Jury trials are extremely rare for personal injury claims and are usually only reserved for matters of public importance. Most personal injury claims are dealt with in the County Court where liability and quantum are decided by a single judge. This is in complete contrast with the United States where a jury trial sits in all tort cases (this includes all personal injury claims) to decide the outcome of the claim.
The jury trial system of the United States causes the elements of damages to vary and the amount of damages to be frequently different, and frequently higher, than those in the UK.
There is no English equivalent to a deposition. Witness statements are relied upon in personal injury claims but these are far less formal documents that do not involve the other side having the opportunity to confront the witness under oath for the purpose of formulating the statement itself. A statement must contain a statement of truth and if a witness or expert signs a statement of truth knowing that the content of the statement is not true, they could be found to be in contempt of court or even prosecuted for attempting to pervert the course of justice.
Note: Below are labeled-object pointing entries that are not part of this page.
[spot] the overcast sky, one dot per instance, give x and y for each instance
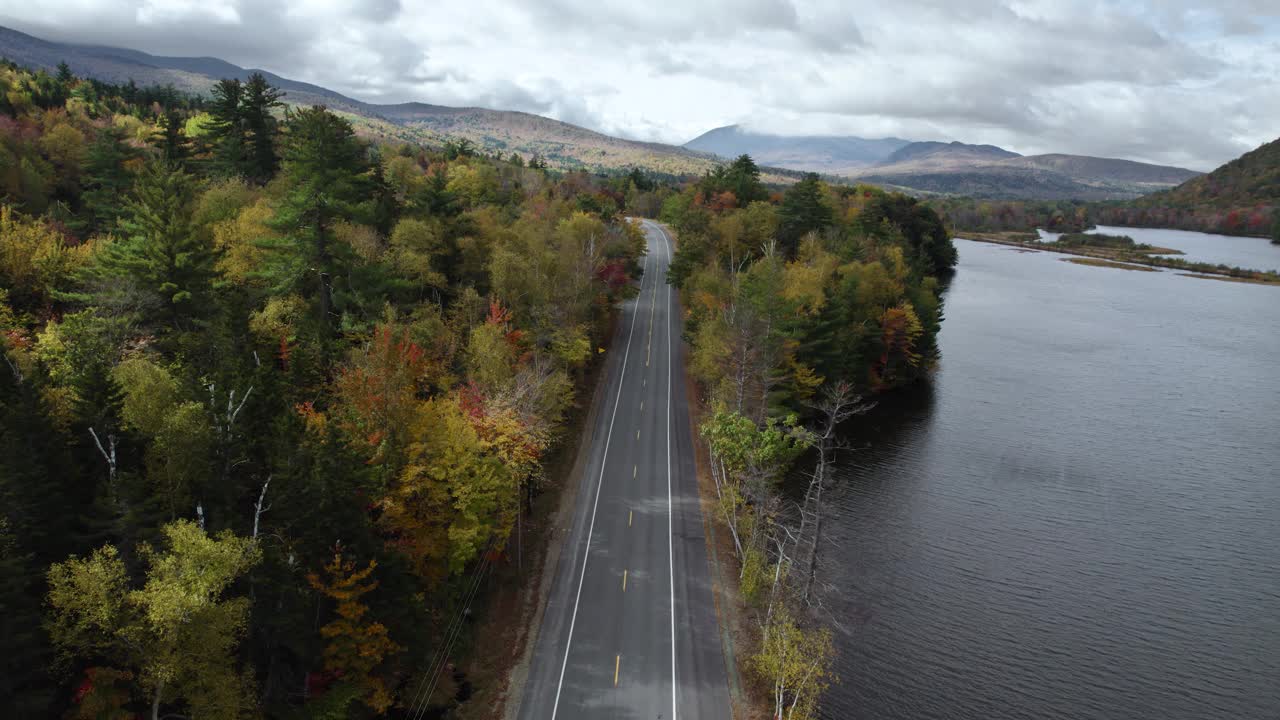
(1164, 81)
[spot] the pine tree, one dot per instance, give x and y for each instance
(161, 251)
(227, 128)
(257, 100)
(172, 139)
(106, 182)
(803, 210)
(325, 173)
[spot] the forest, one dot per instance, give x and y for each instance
(803, 308)
(275, 395)
(272, 395)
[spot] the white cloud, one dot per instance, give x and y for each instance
(1168, 81)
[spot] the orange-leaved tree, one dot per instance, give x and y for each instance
(357, 646)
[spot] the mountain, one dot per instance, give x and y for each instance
(563, 145)
(949, 168)
(1239, 197)
(819, 154)
(986, 171)
(946, 154)
(1251, 180)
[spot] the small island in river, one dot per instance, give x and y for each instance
(1121, 251)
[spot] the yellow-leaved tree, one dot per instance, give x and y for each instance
(177, 633)
(357, 646)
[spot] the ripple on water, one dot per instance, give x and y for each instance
(1080, 519)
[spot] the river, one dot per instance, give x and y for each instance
(1249, 253)
(1080, 518)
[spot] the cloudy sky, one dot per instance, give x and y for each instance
(1164, 81)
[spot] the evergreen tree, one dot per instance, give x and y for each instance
(743, 178)
(927, 238)
(106, 182)
(803, 210)
(172, 139)
(257, 100)
(24, 689)
(227, 128)
(325, 174)
(385, 206)
(161, 253)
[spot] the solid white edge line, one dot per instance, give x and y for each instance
(671, 532)
(595, 504)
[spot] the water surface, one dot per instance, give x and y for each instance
(1080, 519)
(1252, 253)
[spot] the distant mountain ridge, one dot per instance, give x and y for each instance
(950, 168)
(924, 168)
(819, 154)
(1238, 197)
(562, 145)
(949, 151)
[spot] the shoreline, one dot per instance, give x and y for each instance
(1132, 258)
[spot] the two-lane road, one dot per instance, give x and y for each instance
(630, 628)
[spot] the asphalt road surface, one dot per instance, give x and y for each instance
(630, 627)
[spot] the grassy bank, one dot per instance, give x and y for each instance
(1147, 256)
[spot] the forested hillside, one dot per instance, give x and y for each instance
(272, 397)
(1240, 197)
(796, 310)
(561, 145)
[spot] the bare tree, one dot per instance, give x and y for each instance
(839, 404)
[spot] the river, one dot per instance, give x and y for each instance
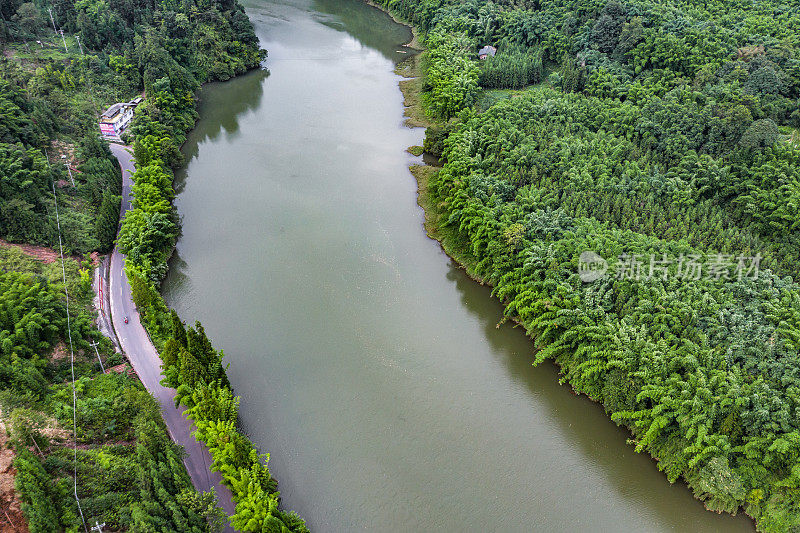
(369, 366)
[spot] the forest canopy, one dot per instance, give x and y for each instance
(636, 130)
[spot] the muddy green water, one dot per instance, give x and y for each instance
(369, 366)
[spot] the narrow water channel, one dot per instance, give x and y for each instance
(369, 366)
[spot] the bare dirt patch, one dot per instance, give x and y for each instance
(11, 518)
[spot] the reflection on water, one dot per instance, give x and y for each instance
(369, 367)
(367, 25)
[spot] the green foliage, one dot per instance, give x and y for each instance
(665, 138)
(194, 368)
(513, 70)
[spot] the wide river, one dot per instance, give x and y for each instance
(370, 367)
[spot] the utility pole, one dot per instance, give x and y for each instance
(98, 358)
(50, 10)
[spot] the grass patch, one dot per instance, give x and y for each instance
(411, 87)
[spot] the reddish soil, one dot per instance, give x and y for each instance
(44, 254)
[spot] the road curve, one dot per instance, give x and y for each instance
(135, 343)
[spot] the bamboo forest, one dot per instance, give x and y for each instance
(468, 265)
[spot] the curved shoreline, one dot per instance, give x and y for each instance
(137, 346)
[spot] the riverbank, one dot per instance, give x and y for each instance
(458, 250)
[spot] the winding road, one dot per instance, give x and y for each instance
(135, 343)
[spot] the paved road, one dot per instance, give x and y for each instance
(136, 345)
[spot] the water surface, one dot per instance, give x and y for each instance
(369, 366)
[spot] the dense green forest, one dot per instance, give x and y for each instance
(52, 92)
(129, 474)
(656, 135)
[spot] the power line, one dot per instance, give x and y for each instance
(94, 345)
(71, 364)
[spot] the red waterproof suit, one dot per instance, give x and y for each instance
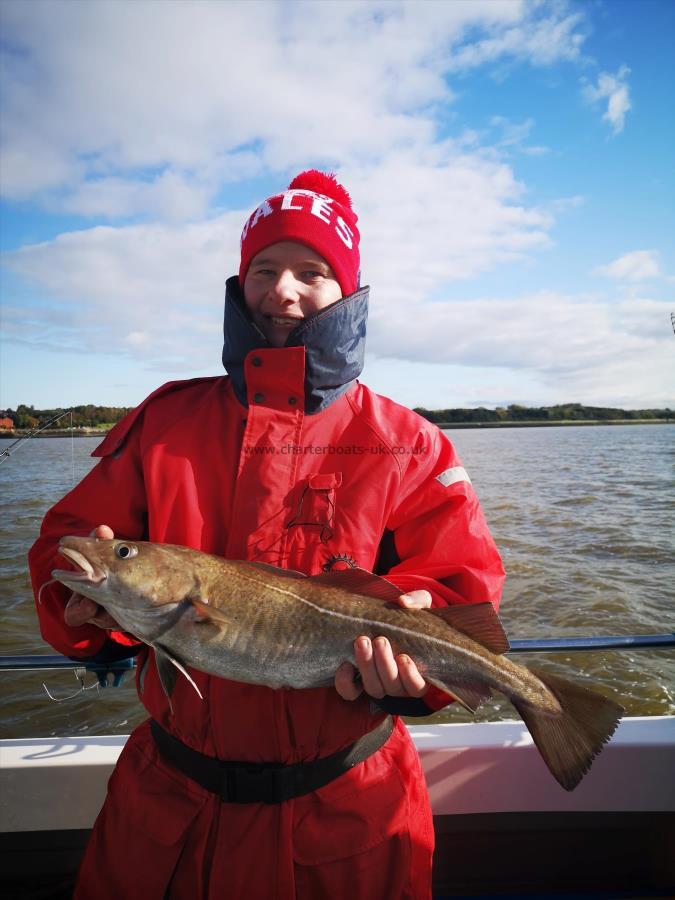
(268, 482)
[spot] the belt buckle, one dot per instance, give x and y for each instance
(259, 784)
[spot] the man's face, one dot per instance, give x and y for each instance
(285, 284)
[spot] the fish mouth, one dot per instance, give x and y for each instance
(85, 571)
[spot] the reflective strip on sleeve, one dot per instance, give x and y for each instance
(453, 475)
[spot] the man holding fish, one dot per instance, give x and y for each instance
(201, 464)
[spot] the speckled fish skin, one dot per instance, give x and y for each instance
(268, 628)
(258, 624)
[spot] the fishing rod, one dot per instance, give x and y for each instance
(526, 645)
(14, 446)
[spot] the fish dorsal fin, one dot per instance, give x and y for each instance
(275, 570)
(359, 581)
(479, 621)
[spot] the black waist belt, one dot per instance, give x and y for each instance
(242, 782)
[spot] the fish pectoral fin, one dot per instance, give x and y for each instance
(359, 581)
(478, 621)
(167, 665)
(470, 695)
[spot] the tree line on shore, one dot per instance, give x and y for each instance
(561, 412)
(87, 416)
(92, 416)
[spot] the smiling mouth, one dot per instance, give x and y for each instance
(286, 321)
(85, 571)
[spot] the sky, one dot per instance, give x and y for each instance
(511, 163)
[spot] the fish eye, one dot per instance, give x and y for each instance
(125, 551)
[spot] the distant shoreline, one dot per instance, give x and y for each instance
(445, 426)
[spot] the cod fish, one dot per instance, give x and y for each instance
(256, 623)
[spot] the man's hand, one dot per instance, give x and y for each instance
(382, 673)
(83, 611)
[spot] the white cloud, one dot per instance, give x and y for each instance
(121, 109)
(615, 90)
(639, 265)
(154, 294)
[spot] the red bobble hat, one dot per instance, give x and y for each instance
(315, 210)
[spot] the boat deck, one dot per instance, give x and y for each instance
(504, 828)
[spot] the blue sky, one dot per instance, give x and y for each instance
(511, 164)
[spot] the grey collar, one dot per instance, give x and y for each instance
(334, 341)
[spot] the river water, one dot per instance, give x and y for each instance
(583, 517)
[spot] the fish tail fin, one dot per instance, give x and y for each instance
(570, 740)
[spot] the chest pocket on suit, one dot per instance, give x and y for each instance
(315, 505)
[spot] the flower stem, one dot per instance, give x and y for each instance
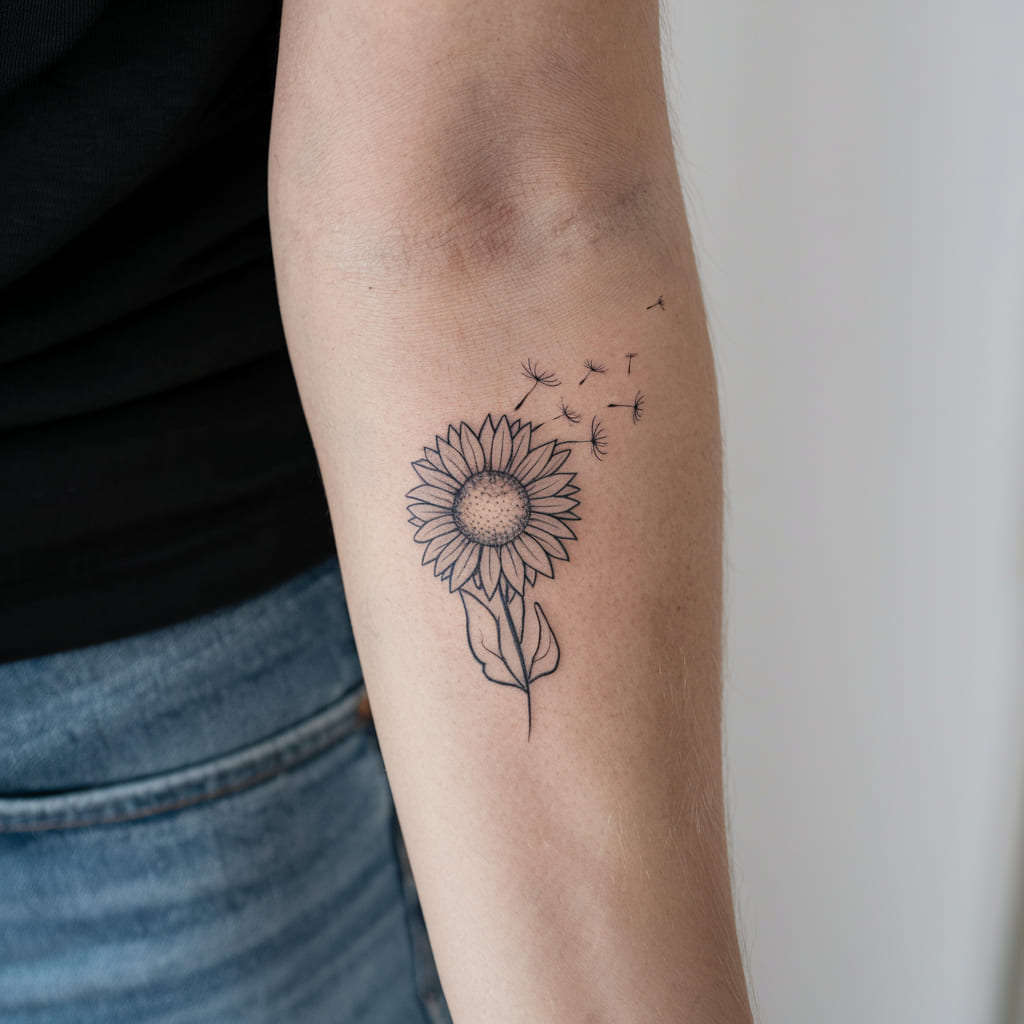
(522, 660)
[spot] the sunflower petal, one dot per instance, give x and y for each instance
(512, 567)
(501, 446)
(452, 551)
(438, 478)
(532, 554)
(454, 462)
(434, 459)
(436, 547)
(423, 511)
(464, 567)
(550, 524)
(553, 505)
(486, 439)
(436, 527)
(491, 569)
(532, 463)
(545, 486)
(471, 450)
(432, 496)
(550, 544)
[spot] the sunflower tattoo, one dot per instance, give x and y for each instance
(493, 512)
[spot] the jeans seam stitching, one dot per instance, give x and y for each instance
(219, 783)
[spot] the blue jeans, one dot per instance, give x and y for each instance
(196, 826)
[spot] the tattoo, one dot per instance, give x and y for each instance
(636, 404)
(494, 511)
(538, 377)
(567, 414)
(597, 440)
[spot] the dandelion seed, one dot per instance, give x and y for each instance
(598, 439)
(567, 414)
(538, 376)
(592, 368)
(636, 404)
(493, 505)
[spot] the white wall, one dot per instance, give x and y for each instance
(855, 174)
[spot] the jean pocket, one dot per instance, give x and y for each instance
(173, 791)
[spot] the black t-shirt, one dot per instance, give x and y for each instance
(155, 463)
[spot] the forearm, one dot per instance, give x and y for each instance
(562, 804)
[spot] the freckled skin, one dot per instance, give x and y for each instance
(492, 508)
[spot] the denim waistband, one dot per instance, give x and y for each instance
(174, 696)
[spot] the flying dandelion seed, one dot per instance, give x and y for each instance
(636, 406)
(538, 376)
(566, 414)
(598, 439)
(493, 512)
(592, 368)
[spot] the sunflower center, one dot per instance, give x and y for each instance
(492, 508)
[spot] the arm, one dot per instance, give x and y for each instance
(461, 194)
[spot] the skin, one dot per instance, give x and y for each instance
(455, 188)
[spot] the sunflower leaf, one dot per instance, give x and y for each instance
(546, 657)
(483, 630)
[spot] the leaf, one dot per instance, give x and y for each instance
(545, 660)
(484, 632)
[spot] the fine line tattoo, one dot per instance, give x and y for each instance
(567, 414)
(538, 376)
(592, 368)
(597, 439)
(493, 512)
(636, 404)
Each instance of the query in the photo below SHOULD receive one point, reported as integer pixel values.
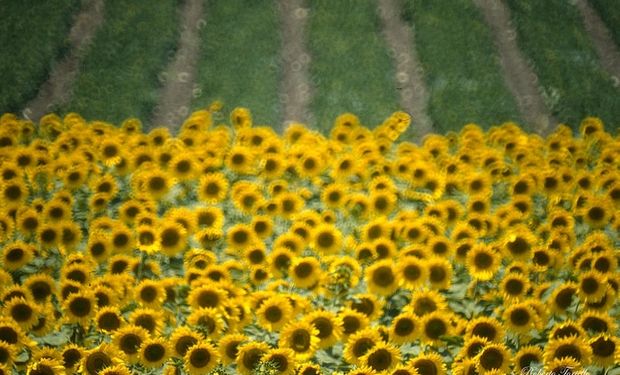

Claims Management Companies
Solicitors are heavily regulated in the UK and in particular the methods of marketing or “soliciting” for work were until recently very restricted. Solicitors cannot cold call or approach clients and solicitors’ marketing must be tasteful.
This onerous regulation lead to the evolution of the claims management company. Companies with some knowledge of the legal industry, sprouted up in the late 1990s and advertised their services as a form of broker between the solicitor and the victim. The claims company would then sell the case to the solicitor. Whilst referral fees were also banned by solcitors’ regulatory bodies, many firms renamed the referral fee as a marketing fee. So many law firms rely on claims companies for their work so that now, they have become lawfully recognised entities regulated by the Ministry of Justice.
However, there are plans to ban referral fees and claims companies completely in the imminent future.